Frank und sein Bruder Jerry Lee haben viele Schicksalsschläge hinnehmen müssen, den Tod der Mutter in frühen Jahren, die Spielsucht des Vaters, Jerry Lee verlor bei einem Unfall ein Bein, schlechte Jobs und schlechte Lebensbedingungen in einer rauen Gesellschaft. Auch mit Frauen haben die Brüder wenig Glück. Auch Franks Jugendfreundin gehört zu den benachteiligten Menschen, wie wurde missbraucht und vernachlässigt.
Nachdem Jerry Lee betrunken einen kleinen Jungen überfährt, hauen er und sein schweigsamen Bruder Frank einfach ab.
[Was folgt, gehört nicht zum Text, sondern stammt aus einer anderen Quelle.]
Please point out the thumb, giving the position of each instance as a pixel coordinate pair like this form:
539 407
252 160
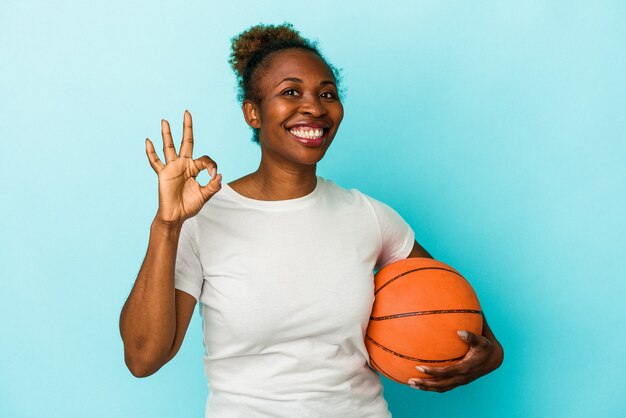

Ein verzweifeltes, alkoholdurchtränktes.
Road-Movie beginnt.
Der Sprecher wagt viel, begibt sich völlig in die Rollen. Stefan Kaminski liest die beiden Protagonisten mit unterschiedlichem Tonfall und gibt jedem von ihm eine eigene Identität. So funktioniert das Dialogbetonte des Romans auch in der Hörversion sehr gut.
Auch Erinnerungen vom Ich-Erzähler Frank an Kindheit und Eltern werden gut gesprochen.
Schon der Vater, der sein Geld verzockte, wollte abhauen.
Eigentlich passiert wenig auf den 4 CDs, aber es wird doch fast das komplette Leben der Protagonisten abgebildet.
Leichte Gitarrenklänge untermalen manche Passagen und erinnern an die Stimmung von CDs der Band Richmond Fountaine (deren Leadsänger und Gitarrist Willy Vlautin ist), in deren Texten und in ihrer Musik manchmal auch ähnlich melancholische Stimmungen vermittelt werden.
Eine melancholischer Geschichte über Menschen auf der Verliererseite des Lebens, die ein Blick auf die USA der weißen Unterschicht wirft, die nicht gerade liebevoll von manchen als White Trash bezeichnet wird.
Willy Vlautin überzeugt mit seinen Figuren so stark, weil er sie absolut respektvoll zeichnet.
Bei allem (berechtigten) Pessimismus des Autors sind seine Figuren überwiegend optimistisch. Sie glauben, dass sich das Blatt irgendwann wendet, die Pechsträhne abreißt.
Er zeigt, wie die Brüder eigentlich immer auf der Suche nach dem Glück im Leben sind, nach Liebe und Erfolg, ohne große Ansprüche. Doch vorerst bleibt es nur ein Streben nach dem Glück, zu groß sind die gesellschaftlichen Widerstände. Wie Jerry Lee gegen Ende der Geschichte betont, ist die Hauptfigur Frank der einsamste Mensch, den er kennt. Frank kümmert sich aufopfernd um seinen Bruder, erzählt ihm fantasievolle, absurde Geschichten, in denen sie ihr Glück finden.
Dieser Gegensatz zwischen Sehnsucht und Desillusion wirkt so berührend auf den Leser.